Fix demo

adamkarvonen · adamkarvonen · commit 227da899cafc · 2025-08-18T22:25:51.000Z
diff --git a/README.md b/README.md
@@ -75,22 +75,28 @@ Another key object is the `ActivationBuffer`, defined in `buffer.py`. Following
 An `ActivationBuffer` is initialized from an `nnsight` `LanguageModel` object, a submodule (e.g. an MLP), and a generator which yields strings (the text data). It processes a large number of strings, up to some capacity, and saves the submodule's activations. You sample batches from it, and when it is half-depleted, it refreshes itself with new text data.
 
 Here's an example for training a dictionary; in it we load a language model as an `nnsight` `LanguageModel` (this will work for any Huggingface model), specify a submodule, create an `ActivationBuffer`, and then train an autoencoder with `trainSAE`.
+
+NOTE: This is a simple reference example.

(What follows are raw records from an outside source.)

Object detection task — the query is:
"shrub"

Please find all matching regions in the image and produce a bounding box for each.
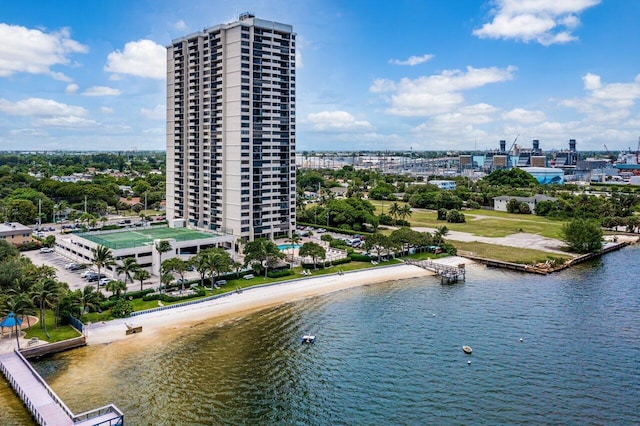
[331,257,352,266]
[329,239,348,249]
[99,300,118,310]
[349,253,371,262]
[437,208,448,221]
[267,269,294,278]
[142,293,162,301]
[446,210,466,223]
[109,288,154,301]
[320,234,333,242]
[466,200,480,209]
[379,214,393,225]
[111,299,133,318]
[160,289,206,302]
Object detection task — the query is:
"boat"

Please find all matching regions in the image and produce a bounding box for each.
[462,345,472,354]
[301,335,316,344]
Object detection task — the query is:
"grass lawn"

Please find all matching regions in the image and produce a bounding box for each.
[24,310,81,343]
[407,209,566,239]
[451,240,571,265]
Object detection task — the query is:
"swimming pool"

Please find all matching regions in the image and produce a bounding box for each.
[278,244,301,251]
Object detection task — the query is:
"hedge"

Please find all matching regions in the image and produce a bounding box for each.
[348,253,372,262]
[142,289,206,303]
[267,269,294,278]
[108,288,154,301]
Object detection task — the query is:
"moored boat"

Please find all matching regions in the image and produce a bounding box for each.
[462,345,472,354]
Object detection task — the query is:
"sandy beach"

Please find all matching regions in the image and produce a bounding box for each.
[87,263,439,346]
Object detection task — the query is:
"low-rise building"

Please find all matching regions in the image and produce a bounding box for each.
[493,195,557,213]
[428,180,457,190]
[0,222,33,246]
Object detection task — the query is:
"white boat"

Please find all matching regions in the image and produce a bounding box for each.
[462,345,472,354]
[301,335,316,344]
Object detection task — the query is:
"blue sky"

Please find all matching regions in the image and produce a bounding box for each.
[1,0,639,152]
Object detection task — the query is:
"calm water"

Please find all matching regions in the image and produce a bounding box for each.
[2,247,640,425]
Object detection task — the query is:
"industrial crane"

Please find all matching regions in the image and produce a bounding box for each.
[508,134,519,168]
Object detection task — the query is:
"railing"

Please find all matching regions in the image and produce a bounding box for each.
[0,357,46,425]
[74,404,124,425]
[68,315,84,334]
[14,349,76,419]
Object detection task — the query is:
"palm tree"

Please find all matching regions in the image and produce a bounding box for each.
[79,286,101,315]
[133,269,151,292]
[191,250,211,288]
[399,204,413,224]
[92,245,115,292]
[284,234,301,263]
[117,258,140,286]
[106,280,127,299]
[388,202,401,224]
[30,279,59,339]
[155,240,173,280]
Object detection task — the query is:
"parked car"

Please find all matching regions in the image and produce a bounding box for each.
[99,278,112,287]
[69,263,86,271]
[64,262,79,269]
[216,280,227,286]
[48,226,55,231]
[86,273,106,282]
[39,247,54,253]
[80,270,96,279]
[316,228,327,233]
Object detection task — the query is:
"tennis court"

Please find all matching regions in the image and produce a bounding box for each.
[80,227,219,250]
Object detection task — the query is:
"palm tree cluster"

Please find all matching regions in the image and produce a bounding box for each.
[388,202,413,225]
[0,240,99,340]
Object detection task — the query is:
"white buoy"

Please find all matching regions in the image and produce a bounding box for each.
[467,360,471,365]
[433,314,436,317]
[520,338,524,343]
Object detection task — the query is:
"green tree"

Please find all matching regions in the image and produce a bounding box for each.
[155,240,173,284]
[388,202,401,225]
[163,257,188,290]
[111,299,133,318]
[92,245,115,292]
[298,242,326,270]
[561,219,603,254]
[30,278,60,339]
[117,258,140,286]
[284,233,301,263]
[133,269,151,292]
[105,280,126,299]
[243,238,285,278]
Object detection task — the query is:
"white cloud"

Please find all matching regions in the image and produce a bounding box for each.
[473,0,601,45]
[389,54,434,66]
[503,108,546,123]
[373,65,516,116]
[0,24,87,79]
[173,20,187,30]
[370,78,396,93]
[0,97,87,117]
[105,39,166,79]
[562,73,640,120]
[306,110,373,132]
[34,116,97,128]
[82,86,121,96]
[65,83,79,94]
[140,104,165,120]
[100,107,114,114]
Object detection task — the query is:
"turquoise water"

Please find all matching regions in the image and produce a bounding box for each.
[278,243,301,250]
[3,246,639,424]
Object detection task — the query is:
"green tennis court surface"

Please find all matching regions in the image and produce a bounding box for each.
[80,227,218,250]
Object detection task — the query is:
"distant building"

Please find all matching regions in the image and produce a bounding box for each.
[520,167,565,185]
[493,195,557,213]
[119,197,143,209]
[118,185,134,195]
[428,180,457,190]
[0,222,33,246]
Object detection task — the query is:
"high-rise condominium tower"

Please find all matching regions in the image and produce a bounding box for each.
[166,13,296,241]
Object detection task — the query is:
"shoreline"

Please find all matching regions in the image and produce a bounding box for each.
[86,262,441,346]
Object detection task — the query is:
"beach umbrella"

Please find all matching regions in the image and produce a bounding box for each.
[0,312,23,349]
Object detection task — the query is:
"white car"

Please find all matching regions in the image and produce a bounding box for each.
[39,247,54,253]
[99,278,112,287]
[80,270,95,279]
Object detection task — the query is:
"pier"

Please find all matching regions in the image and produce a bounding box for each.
[407,259,466,284]
[0,350,123,426]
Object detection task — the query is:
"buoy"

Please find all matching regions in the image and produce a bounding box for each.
[467,360,471,365]
[433,314,436,317]
[520,338,524,343]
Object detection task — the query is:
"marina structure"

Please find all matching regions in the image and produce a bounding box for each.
[166,13,296,241]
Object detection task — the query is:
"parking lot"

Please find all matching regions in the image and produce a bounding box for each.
[23,249,158,293]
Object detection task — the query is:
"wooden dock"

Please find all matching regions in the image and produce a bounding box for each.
[407,259,466,284]
[0,350,123,426]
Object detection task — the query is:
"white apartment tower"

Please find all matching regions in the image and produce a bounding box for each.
[166,13,296,241]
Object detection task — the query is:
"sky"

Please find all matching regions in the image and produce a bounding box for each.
[1,0,639,152]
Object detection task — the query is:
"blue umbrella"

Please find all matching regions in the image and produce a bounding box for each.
[0,312,22,328]
[1,312,24,349]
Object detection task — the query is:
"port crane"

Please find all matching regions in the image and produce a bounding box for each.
[508,134,519,168]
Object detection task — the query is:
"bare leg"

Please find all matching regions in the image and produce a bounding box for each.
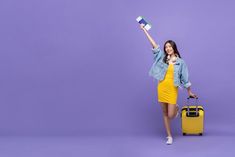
[168,104,178,119]
[160,102,172,137]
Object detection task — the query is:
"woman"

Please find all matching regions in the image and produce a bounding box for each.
[140,24,197,145]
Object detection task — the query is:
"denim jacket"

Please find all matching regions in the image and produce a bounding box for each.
[149,47,191,88]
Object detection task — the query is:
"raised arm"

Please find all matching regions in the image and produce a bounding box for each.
[140,24,158,48]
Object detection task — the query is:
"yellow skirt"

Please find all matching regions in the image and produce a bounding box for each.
[158,64,178,104]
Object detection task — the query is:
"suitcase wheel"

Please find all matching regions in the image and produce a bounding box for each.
[199,133,203,136]
[183,133,186,136]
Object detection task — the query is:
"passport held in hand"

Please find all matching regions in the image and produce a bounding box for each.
[136,16,152,31]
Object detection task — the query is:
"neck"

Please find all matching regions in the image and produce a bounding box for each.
[170,54,176,58]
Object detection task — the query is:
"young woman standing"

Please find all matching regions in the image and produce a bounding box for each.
[140,24,197,145]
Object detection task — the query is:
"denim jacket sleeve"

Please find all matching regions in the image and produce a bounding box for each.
[152,46,164,62]
[180,60,192,88]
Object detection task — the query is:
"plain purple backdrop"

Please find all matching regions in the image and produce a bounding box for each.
[0,0,235,136]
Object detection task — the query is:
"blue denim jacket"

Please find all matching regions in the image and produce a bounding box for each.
[149,47,191,88]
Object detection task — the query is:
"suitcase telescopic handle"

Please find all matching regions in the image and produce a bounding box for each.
[187,95,198,99]
[186,96,199,116]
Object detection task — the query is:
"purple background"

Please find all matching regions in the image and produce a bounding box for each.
[0,0,235,137]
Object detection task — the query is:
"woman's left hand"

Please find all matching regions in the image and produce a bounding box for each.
[188,92,198,98]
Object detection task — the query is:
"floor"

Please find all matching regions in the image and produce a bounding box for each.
[0,128,234,157]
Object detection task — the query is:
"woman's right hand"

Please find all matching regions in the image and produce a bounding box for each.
[140,23,145,30]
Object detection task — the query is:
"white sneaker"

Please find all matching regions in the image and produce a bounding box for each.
[166,136,173,145]
[175,104,179,118]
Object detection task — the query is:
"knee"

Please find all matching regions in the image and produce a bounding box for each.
[168,113,175,119]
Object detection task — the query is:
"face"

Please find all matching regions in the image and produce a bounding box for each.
[165,43,174,55]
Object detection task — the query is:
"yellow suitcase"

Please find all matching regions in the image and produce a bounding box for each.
[181,97,204,136]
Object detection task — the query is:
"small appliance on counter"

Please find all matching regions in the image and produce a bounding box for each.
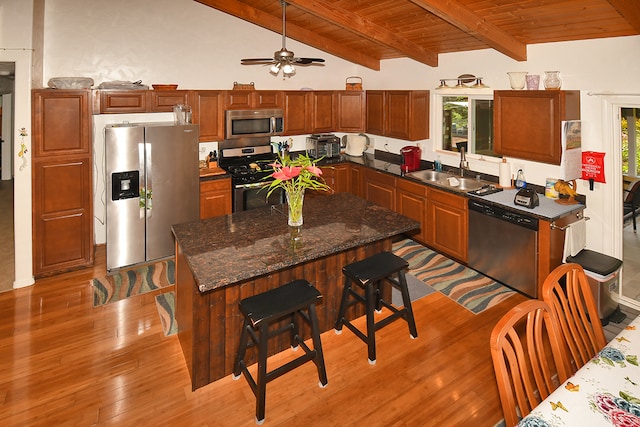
[343,133,370,156]
[306,133,340,158]
[514,187,539,209]
[400,145,422,172]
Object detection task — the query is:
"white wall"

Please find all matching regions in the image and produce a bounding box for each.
[0,0,34,289]
[27,0,640,263]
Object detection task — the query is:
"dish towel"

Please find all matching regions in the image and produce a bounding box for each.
[563,218,586,261]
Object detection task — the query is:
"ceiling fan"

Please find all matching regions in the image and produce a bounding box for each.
[241,1,325,77]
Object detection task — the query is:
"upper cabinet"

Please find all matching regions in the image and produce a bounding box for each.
[193,90,224,142]
[310,91,335,133]
[335,91,365,133]
[366,90,430,141]
[225,90,283,109]
[494,90,580,165]
[283,91,311,135]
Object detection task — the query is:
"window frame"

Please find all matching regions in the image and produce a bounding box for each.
[432,88,495,159]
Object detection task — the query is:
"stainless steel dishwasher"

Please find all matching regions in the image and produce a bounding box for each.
[467,199,539,298]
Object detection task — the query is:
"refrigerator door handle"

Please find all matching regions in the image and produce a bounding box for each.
[145,141,153,216]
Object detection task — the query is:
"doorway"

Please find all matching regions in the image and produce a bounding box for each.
[0,62,14,293]
[621,107,640,303]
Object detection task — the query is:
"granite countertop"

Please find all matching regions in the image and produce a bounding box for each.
[468,188,585,220]
[172,192,420,293]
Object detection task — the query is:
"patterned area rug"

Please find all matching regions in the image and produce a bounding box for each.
[392,238,515,314]
[91,259,175,306]
[155,291,177,336]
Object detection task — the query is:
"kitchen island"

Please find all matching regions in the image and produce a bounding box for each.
[172,192,419,390]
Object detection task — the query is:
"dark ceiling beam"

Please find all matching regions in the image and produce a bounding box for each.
[194,0,381,70]
[409,0,527,61]
[286,0,438,67]
[606,0,640,33]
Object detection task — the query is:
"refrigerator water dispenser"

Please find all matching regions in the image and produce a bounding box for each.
[111,171,140,201]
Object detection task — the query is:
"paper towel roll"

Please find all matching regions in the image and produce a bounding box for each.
[499,160,511,187]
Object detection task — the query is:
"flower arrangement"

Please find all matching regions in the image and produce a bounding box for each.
[265,153,332,226]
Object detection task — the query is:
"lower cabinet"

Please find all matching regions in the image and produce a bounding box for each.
[427,187,468,262]
[32,156,94,276]
[396,179,427,244]
[200,178,232,219]
[364,168,396,210]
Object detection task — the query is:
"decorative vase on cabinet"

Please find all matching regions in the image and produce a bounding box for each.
[543,71,562,90]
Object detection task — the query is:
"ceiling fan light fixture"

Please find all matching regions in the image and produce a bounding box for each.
[282,63,295,75]
[270,63,281,75]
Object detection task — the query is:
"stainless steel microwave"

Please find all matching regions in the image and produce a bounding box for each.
[225,109,284,139]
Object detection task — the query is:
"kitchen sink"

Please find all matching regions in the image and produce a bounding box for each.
[437,177,486,192]
[405,170,450,182]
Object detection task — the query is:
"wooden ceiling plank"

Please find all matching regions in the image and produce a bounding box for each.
[606,0,640,33]
[286,0,439,67]
[409,0,528,61]
[194,0,381,70]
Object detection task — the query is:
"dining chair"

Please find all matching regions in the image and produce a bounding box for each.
[541,262,606,374]
[490,300,570,427]
[624,179,640,233]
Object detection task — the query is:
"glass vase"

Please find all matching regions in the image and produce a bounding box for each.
[286,188,304,227]
[543,71,562,90]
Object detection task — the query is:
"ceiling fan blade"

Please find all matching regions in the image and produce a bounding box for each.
[294,58,326,65]
[241,58,276,63]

For an example with standard hyperparameter settings, HuggingFace dataset usage, etc, we recommend referring to this [demonstration](https://github.com/adamkarvonen/dictionary_learning_demo).
 ```python
 from nnsight import LanguageModel
-from dictionary_learning import ActivationBuffer, AutoEncoder
-from dictionary_learning.trainers import StandardTrainer
+from dictionary_learning import ActivationBuffer
+from dictionary_learning.trainers.top_k import TopKTrainer, AutoEncoderTopK
 from dictionary_learning.training import trainSAE
 
 device = "cuda:0"
-model_name = "EleutherAI/pythia-70m-deduped" # can be any Huggingface model
+model_name = "EleutherAI/pythia-70m-deduped"  # can be any Huggingface model
 
 model = LanguageModel(
     model_name,
     device_map=device,
 )
-submodule = model.gpt_neox.layers[1].mlp # layer 1 MLP
-activation_dim = 512 # output dimension of the MLP
+layer = 1
+submodule = model.gpt_neox.layers[1].mlp  # layer 1 MLP
+activation_dim = 512  # output dimension of the MLP
 dictionary_size = 16 * activation_dim
+llm_batch_size = 16
+sae_batch_size = 128
+training_steps = 20
 
 # data must be an iterator that outputs strings
 data = iter(
@@ -99,30 +105,43 @@ data = iter(
         "In real life, for training a dictionary",
         "you would need much more data than this",
     ]
+    * 100000
 )
+
 buffer = ActivationBuffer(
     data=data,
     model=model,
     submodule=submodule,
-    d_submodule=activation_dim, # output dimension of the model component
-    n_ctxs=3e4,  # you can set this higher or lower dependong on your available memory
+    d_submodule=activation_dim,  # output dimension of the model component
+    n_ctxs=int(
+        1e2
+    ),  # you can set this higher or lower depending on your available memory
     device=device,
+    refresh_batch_size=llm_batch_size,
+    out_batch_size=sae_batch_size,
 )  # buffer will yield batches of tensors of dimension = submodule's output dimension
 
 trainer_cfg = {
-    "trainer": StandardTrainer,
-    "dict_class": AutoEncoder,
+    "trainer": TopKTrainer,
+    "dict_class": AutoEncoderTopK,
     "activation_dim": activation_dim,
     "dict_size": dictionary_size,
     "lr": 1e-3,
     "device": device,
+    "steps": training_steps,
+    "layer": layer,
+    "lm_name": model_name,
+    "warmup_steps": 1,
+    "k": 100,
 }
 
 # train the sparse autoencoder (SAE)
 ae = trainSAE(
     data=buffer,  # you could also use another (i.e. pytorch dataloader) here instead of buffer
     trainer_configs=[trainer_cfg],
+    steps=training_steps,  # The number of training steps. Total trained tokens = steps * batch_size
 )
+
 ```
 Some technical notes our training infrastructure and supported features:
 * Training uses the `ConstrainedAdam` optimizer defined in `training.py`. This is a variant of Adam which supports constraining the `AutoEncoder`'s decoder weights to be norm 1.